Publié par Harrison du Bus
Résumé de l'article
Affaibli par la crise de Ceuta, une majorité précaire et des affaires judiciaires, Pedro Sánchez aborde la fin de son mandat dans un contexte politique de plus en plus incertain.
Le 31 juillet, Pedro Sánchez s'est rendu à Ceuta pour tenter de reprendre la main après l'entrée de dizaines de milliers de migrants dans l'enclave espagnole. L'urgence était évidemment migratoire. Mais politiquement, la crise dépasse largement la seule frontière marocaine.
Car si le président du gouvernement espagnol a déjà traversé des tempêtes autrement plus spectaculaires, jamais il n'avait dû faire face à autant de fronts ouverts simultanément.
Ceuta, la crise qui arrive au pire moment
À elle seule, la crise de Ceuta n'aurait probablement pas suffi à mettre en péril Pedro Sánchez.

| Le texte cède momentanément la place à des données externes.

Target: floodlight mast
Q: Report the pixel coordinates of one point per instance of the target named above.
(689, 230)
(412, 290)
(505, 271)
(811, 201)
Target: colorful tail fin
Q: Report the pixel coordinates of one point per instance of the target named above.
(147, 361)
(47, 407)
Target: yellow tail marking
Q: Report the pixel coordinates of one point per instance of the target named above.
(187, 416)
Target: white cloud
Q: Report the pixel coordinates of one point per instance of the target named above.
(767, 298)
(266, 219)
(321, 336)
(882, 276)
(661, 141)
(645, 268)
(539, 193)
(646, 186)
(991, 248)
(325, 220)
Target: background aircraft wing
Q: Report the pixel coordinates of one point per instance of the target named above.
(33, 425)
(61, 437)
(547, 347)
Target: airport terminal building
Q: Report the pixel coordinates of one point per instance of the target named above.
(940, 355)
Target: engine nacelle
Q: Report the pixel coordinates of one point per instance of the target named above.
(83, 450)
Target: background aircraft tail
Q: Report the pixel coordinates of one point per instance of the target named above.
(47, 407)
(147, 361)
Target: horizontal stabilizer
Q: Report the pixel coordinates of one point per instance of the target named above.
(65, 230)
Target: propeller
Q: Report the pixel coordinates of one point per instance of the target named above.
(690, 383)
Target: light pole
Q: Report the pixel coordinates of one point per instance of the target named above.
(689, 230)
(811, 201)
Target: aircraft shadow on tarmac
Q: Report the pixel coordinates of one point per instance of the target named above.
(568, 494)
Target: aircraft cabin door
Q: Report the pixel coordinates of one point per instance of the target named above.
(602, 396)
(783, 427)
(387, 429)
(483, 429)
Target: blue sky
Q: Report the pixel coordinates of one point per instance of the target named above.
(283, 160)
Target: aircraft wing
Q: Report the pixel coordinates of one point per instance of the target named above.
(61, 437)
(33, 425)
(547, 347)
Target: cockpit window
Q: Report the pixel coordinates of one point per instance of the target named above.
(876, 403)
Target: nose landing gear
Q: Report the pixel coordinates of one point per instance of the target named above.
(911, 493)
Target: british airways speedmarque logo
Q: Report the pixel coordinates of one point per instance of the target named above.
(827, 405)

En 2021 déjà, l'enclave avait connu un afflux massif de migrants après une grave crise diplomatique entre Madrid et Rabat. Le chef du gouvernement avait alors réussi à reprendre le contrôle de la situation en normalisant progressivement les relations avec le Maroc.
La différence est qu'en 2026, Ceuta ne constitue plus une crise isolée. Elle s'ajoute à une succession de difficultés qui réduisent considérablement la marge de manœuvre du dirigeant socialiste.